Keith Miles is probably best recognised by readers under the pen name of Edward Marston. He writes several well-received historical mysteries spanning the 11th century through to the 19th century. His website is www.edwardmarston.com
This is a terrific novel, full of pain, terror, danger and mindless evil yet shot through with a lyricism that raises it high above most prison yarns.

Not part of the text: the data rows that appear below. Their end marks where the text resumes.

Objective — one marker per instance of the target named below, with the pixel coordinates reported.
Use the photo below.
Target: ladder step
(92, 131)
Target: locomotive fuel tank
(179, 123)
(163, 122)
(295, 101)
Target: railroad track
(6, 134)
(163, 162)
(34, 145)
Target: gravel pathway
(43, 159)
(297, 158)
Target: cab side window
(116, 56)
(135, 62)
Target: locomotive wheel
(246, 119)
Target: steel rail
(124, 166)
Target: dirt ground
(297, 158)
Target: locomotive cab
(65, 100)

A nameless man sits on death row in an American prison, escaping from his grim surroundings by means of a rich imagination. He listens to the stories of his fellow convicts, men denied the strange enchantment he feels in the place. York is determined to die even though the woman appointed as his death penalty investigator finds a possible way to save him from execution. Able to relate to the prisoners, she has demons of her own that make it impossible for her to have a normal sexual relationship with a man. By the same token, the fallen priest, who is in love with her, is unable to declare his feelings.
Since the author is herself a death penalty investigator, every line of the book rings true. We are spared nothing. We learn of the corrupt guard, Conroy, who feeds young pretty-boy victims to Risk, a huge convict, in return for money and information; there’s the man in the tower, forced to shoot a defenceless celebrity prisoner who steps into the yard for the first time; there are the new guards put on mortuary duty and having to cremate those who are executed; and there is the governor, a decent, hard-working man, watching his wife die of cancer.
The Enchanted dispels many of the myths about prisoners on death row. It’s a riveting study of the roots of crime, of the nature of identity, of reflex behaviour in appalling conditions, of a weird kinship and of the sheer power of words. Full marks.